Salivary Exosomes: Emerging Roles in Systemic Disease

Abstract

Saliva, which contains biological information, is considered a valuable diagnostic tool for local and systemic diseases and conditions because, similar to blood, it contains important molecules like DNA, RNA, and proteins. Exosomes are cell-derived vesicles 30-100 nm in diameter with substantial biological functions, including intracellular communication and signalling. These vesicles, which are present in bodily fluids, including saliva, are released upon fusion of multivesicular bodies (MVBs) with the cellular plasma membrane. Salivary diagnosis has notable advantages, which include noninvasiveness, ease of collection, absence of coagulation, and a similar content as plasma, as well as increased patient compliance compared to other diagnostic approaches. However, investigation of the roles of salivary exosomes is still in its early years. In this review, we first describe the characteristics of endocytosis and secretion of salivary exosomes, as well as database and bioinformatics analysis of exosomes. Then, we describe strategies for the isolation of exosomes from human saliva and the emerging role of salivary exosomes as potential biomarkers of oral and other systemic diseases. Given the ever-growing role of salivary exosomes, defining their functions and understanding their specific mechanisms will provide novel insights into possible applications of salivary exosomes in the diagnosis and treatment of systemic diseases.

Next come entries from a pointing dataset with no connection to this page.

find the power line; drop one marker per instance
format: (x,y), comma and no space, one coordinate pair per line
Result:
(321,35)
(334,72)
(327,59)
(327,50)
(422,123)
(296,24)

Keywords: biomarker; exosome; genomics; proteomics; saliva.

Figure 1

Exosome endocytosis and secretion. Early endosomes are formed after internalization when the receptor binds the ligand. Proteins in the early endosome can either be recycled to the plasma membrane or become part of the luminal vesicle (ILV) of multivesicular bodies (MVBs). ILVs of MVBs are generated by budding from the limiting membrane and enter the lumen of endosomes. Several molecules, such as RAB11 and RNA35, are involved in recycling and early sorting endosomes. MVBs can fuse with lysosomes or the plasma membrane, releasing their contents to the extracellular medium. RAB11 and RAB27 are linked with the late endosomal and secretory compartments. Neighboring cells can internalize the cytoplasmic contents of the exosomes, which can also mature into MVBs.

Figure 2

MicroRNA (miR)-21 in hypoxic oral squamous cell carcinoma (OSCC)-derived exosomes is significantly upregulated under hypoxic conditions, and the hypoxic microenvironment stimulates tumour cells to generate miR-21-rich exosomes to be delivered to normoxic cells to promote prometastatic behaviors. On the other hand, exosomes containing miR-21 target phosphatase and tensin homolog (PTEN), and programmed cell death protein 4 (PDCD4), exhibit cisplatin resistance in OSCC. Moreover, miR-200c-3p in exosomes derived from a highly invasive OSCC line can induce a similar phenotype in non-invasive counterparts to promote OSCC invasion. The expression of proteasome subunit α type 7 (PSMA7) in salivary exosomes in patients with inflammatory bowel disease (IBD) showed significant differences between patients with IBD and healthy controls. During aging, miR-24-3p was identified as a novel candidate biomarker of aging, which could affect the MAPK signaling pathway to increase susceptibility to age-dependent alterations in the immune and inflammatory status, or it could induce apoptosis of salivary glands during aging, decreasing the production of saliva.